Just what our armed services need, dysfunctional youths with anger issues.


----------



## Ramsayi (Feb 5, 2011)

ok, now that you guys have this topic sorted I wonder if belting kids will improve their spelling and basic manners?


----------



## dihsmaj (Feb 5, 2011)

Ramsayi said:


> ok, now that you guys have this topic sorted I wonder if belting kids will improve their spelling and basic manners?


 
i don thik so.


----------



## Fuscus (Feb 5, 2011)

Wally76 said:


> Just what our armed services need, dysfunctional youths with anger issues.


Just like Julian Knight! 
BTW - Those in the "stick em in the army" crowd should Google that name


----------



## garthy (Feb 5, 2011)

flog them!!!! Give the kids a taste of what they are doing to others!, then do it again, and again and keep repeating it until these disrespectful little kids learn what's right from wrong! The luvvy duvvy approach doesn't work, but then neither does chucking them in a juvie centre filled with other little kids! (all they do share stories and see who has bragging rights)
I can promise you, the minute my kids cause someone that sort of distress, they will be severely punished. My kids 6, 4 and 2 always say please and thankyou, they even think the word hate is a swear word! Sure they are naughty sometimes but my wife and I are firm with them.


----------



## dihsmaj (Feb 5, 2011)

Flogging wouldn't work.
I'm not saying this is bad, but when I was 9, my teacher used to grab my collar, push me against the wall, and yell at me, for calling out/talking in class... which I did a lot.
I kept doing it, it did nothing.
I did it until last year, when I got into keeping frogs.


----------



## Jen (Feb 5, 2011)

I don't think bringing back the cane would work, the cane was used in a time when parents and the authorities - ie cops - had actual powers. Unless parents decide to discipline their children, and the cops are given back their powers and authority, allowing teachers to cane kids won't work - why should teachers have to discipline someone else's kids? There is no respect for authority in many of today's youth - though, yes, there are those who have half a brain and have respect for other people and their property. However, the government has taken away pretty much everything that would make a kid have any respect for anyone, cops can't do anything, parents are barley allowed to smack their kids etc, the 'do gooder bleeding hearts' have made the govt. take away any actions that parents and police ever had. The police/govt. need to start making these scum kids - and adults - responsible for their actions. Steal a car? No license or car for you. Crash someone elses car? Take away mum/dads car to pay for it. Steal from someone? Your own belongings are removed to pay for the items. Graffiti? Not only have to remove it, but your room/house should be covered. Bring back the public shaming that was around in medieval times, make them appear in public either in stocks (bit extreme) or wearing a shirt that declares their crime. 
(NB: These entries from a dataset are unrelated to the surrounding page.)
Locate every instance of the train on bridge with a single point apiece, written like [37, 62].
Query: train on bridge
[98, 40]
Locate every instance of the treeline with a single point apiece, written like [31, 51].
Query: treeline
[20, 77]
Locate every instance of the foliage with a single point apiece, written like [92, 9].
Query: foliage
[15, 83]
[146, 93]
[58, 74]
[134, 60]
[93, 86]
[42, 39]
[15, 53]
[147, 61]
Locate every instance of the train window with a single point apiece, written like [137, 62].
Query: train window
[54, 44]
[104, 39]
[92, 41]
Er, rant cut off half way, my ideas of discipline are a little extreme, one subject I studied at uni was the convicts and my essay topic of choice was the forms of punishment used on convicts in early Australia...


----------



## Jk888 (Feb 5, 2011)

lol i wouldnt sugest bringing it back there would be alot of hospitalized teachers


----------



## damian83 (Feb 5, 2011)

isnt it more the parents and the schooling system that arent their weights to help the kids know how to act/behave
positive re-inforcement and a bit of capital punishment and slave labour wont hurt anyone


----------



## Hooglabah (Feb 5, 2011)

I never got smacked, and I have partaken in natural and chemical inebriation, (after I was 18) drank heavily from 16 till 21, fairly well covered in tattoos, work a full-time job, am getting married haveing a child, love and respect my parents and have never hit anybody, stolen anything, set anything on fire, show proper respect to the police even when they are being rude and grouchy to me, pay all my fines and enjoy a happy healthy life.
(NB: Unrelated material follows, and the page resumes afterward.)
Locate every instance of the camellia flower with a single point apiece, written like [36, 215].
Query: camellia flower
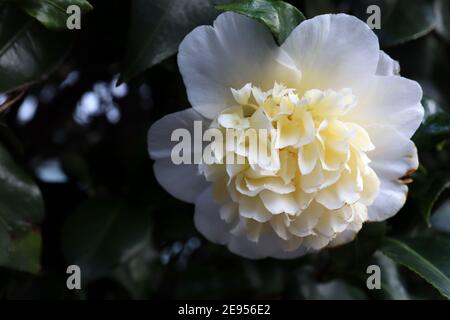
[339, 118]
I'm no exception either all of my friends are the same and I know many many others as well.
There is one thing that stands out above all else is that one or both parents gave a damn about them. 
Enough of a damn to educate them, clothe them, feed them and APPROPREATLY discipline them.
These scummy kids probably have scummy parents, who only saw them as a new tax payed plasma screen tv. 
There is Ofcourse the opposite end of the scale, where they are spoiled brats who parents believe the sun shines out of there back sides and when they do mess up so bad thier parents can't just gloss it over or do the "what a load of rubbish, my Jimmy is an angel" pallava, they will pay for the child in questions muck up or hire the best lawyers they can to get em out.

The Cane, harsher punishment, loud yelling ect, have been proven time and time again to do nothing, evidence has show it all comes down to poor parenting!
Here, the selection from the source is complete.